ネリーの叫び声が響き渡る、強くなる誓いの為にミニラに乗せられ上空へ飛ばされたネリー


初めての空は怖い、それが当たり前。ユージンやユーリアやシルエットは変なのだ。ミニラにネリーを乗せて貰って、強そうなモンスターを5匹程狩って貰う。素材は使うから1匹づつ運んでねって言ったから。早く馴れなければネリーは5回叫ぶ事になりそうだ


剥ぎ取りは真実の翼のメンバーに任せ、俺も狩る為にモンスター領域へ。

今日は剣と魔弾の両刀使い。1時間程狩って満足したので、強そうなヤツだけミニラに運んで貰う


四人がかりなので剥ぎ取りも早い、ミニラが狩って来たモンスターは後1匹残すのみ。虎みたいなのと熊みたいなのと、グリフォンの素材が積んで有る。

ネリーは俯いて、どんよりした雰囲気出してます

 

剥ぎ取りが終わったので、俺も馬車でギルドに向かい。ミニラはお食事タイムに突入

「ネリー、今晩。位階が上がる強烈な痛みに襲われるけど。頑張って耐えろよ、確実に強くれなるから」

ネリーのパーティーメンバーにも時間が有れば看病してやって欲しいとお願いする。

素材を鑑定して貰い、換金する。明細には金貨2680枚と書いて有る。


ネリー達に1人金貨200枚づつ渡して驚かれ、ミニラと国境に向かい。出国審査を受け、王都へ向かう


王都に着いた頃には日が暮れていたので。王都から3キロ程の位置へ、ミニラに降ろして貰った


ブラパン邸に戻ると、兎族の爺さんから連絡が届いていたので。馬車で送って貰ったが、爺さんの機嫌が悪い


「大事な時期にどこをほっつき歩いていたんじゃ?」

いきなり渋い顔をされた、気持ちは分かるが


「爺さん達が喜ぶ種を仕込みに行ってたんだよ」

こっちも忙しい


「わしらが喜ぶ?」

首をひねつている


「それより、ローレシアとの国境近辺の族長はこっち派か向こう派のどちらだ?」

連絡手段の有る無しも問題だな


「国境近辺は犬族の領地じゃから、こっち側じやな」

助かるな


「爺さん。

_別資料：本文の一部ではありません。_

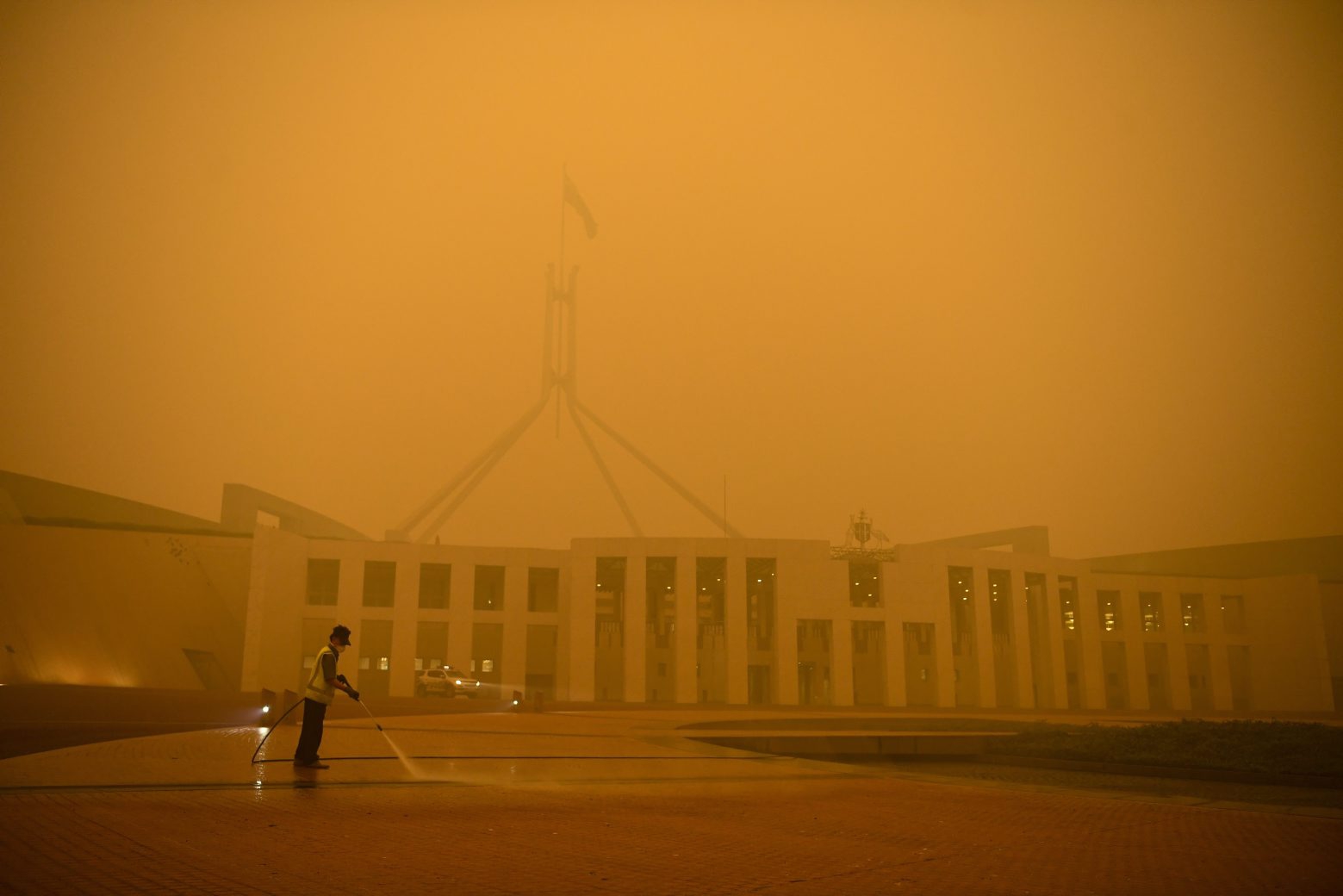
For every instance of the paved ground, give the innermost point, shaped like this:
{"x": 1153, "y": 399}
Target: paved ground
{"x": 621, "y": 802}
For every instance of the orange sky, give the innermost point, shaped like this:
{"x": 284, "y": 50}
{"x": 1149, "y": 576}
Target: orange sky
{"x": 966, "y": 264}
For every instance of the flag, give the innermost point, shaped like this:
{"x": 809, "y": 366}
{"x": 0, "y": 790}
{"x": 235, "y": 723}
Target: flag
{"x": 571, "y": 196}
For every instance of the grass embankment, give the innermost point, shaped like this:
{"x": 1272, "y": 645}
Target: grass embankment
{"x": 1278, "y": 747}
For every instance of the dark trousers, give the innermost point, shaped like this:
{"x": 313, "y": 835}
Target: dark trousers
{"x": 310, "y": 737}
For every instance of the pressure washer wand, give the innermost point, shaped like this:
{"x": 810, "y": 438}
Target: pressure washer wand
{"x": 370, "y": 715}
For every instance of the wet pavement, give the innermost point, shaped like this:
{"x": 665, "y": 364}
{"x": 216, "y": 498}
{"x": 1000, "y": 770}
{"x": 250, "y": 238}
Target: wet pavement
{"x": 625, "y": 802}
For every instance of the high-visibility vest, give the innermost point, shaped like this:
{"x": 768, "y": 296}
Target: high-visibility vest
{"x": 319, "y": 688}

ここからは、俺にはどうにもならない問題だから動いて貰うぞ。信託の巫女を引っ張り出せる条件は何だ?」


「簡単じゃ、議会の発言権を持つものが10人集まって審議の要請をすれば。王都に居る発言権保持者は出席を義務づけられて居るでな。欠席の場合は決定に合意した事になるでの、今の国王派は欠席出来んよ。当然ごり押しばかりしとるのは理解しとる故信託の巫女を連れて来なければ、終わりじゃしの」

よほど頭の悪い参謀が仕切ってるのか?ずさん過ぎるだろ


「王都の国王派の数は?」 


「6人程じゃな」


「少ないな」


「議会がそれほど腐っとらんのと。獣人は単細胞じゃが骨は有るでのお」

笑いながら言う爺さん


「明後日の午後一で、審議会を開始出来るよう手配して欲しい。それと国境の部族長が到着したら、教えてくれ」

そう言ってブラパン邸に戻る


明日は、シルエットの親父さん達の救出だな。と考えてたら、痛みに襲われた。ひさしぶりの痛みなのだが、異様に痛い・・・・

両肩を抱えて踞って呻いていると、ドアが叩かれシルエットの呼ぶ声が聞こえた

 

「部屋から、呻き声が聞こえて。何事かと慌ててしまいました」

俺の体を撫で擦りながらシルエットが言うが、答える余裕すらない。記憶の中の一番痛かった時と同じかそれ以上の痛みだ。額の脂汗をシルエットが絞ったタオルで拭いてくれた


実際は3時間程だったのだろうが、辛い時間は長く感じる。痛みが小さくなるに連れて少しづつ楽になり。何時しか眠っていた


一晩中看病してくれたのだろう。いすに座ったままベッドにもたれるように眠るシルエットを、ベッドに寝かせ。服を来て外に出る


裏庭で軽く柔軟をして剣を振る、昨日の痛みが嘘のように体が軽い。体が解れたので、気合いを入れて踏み込み切り下げる。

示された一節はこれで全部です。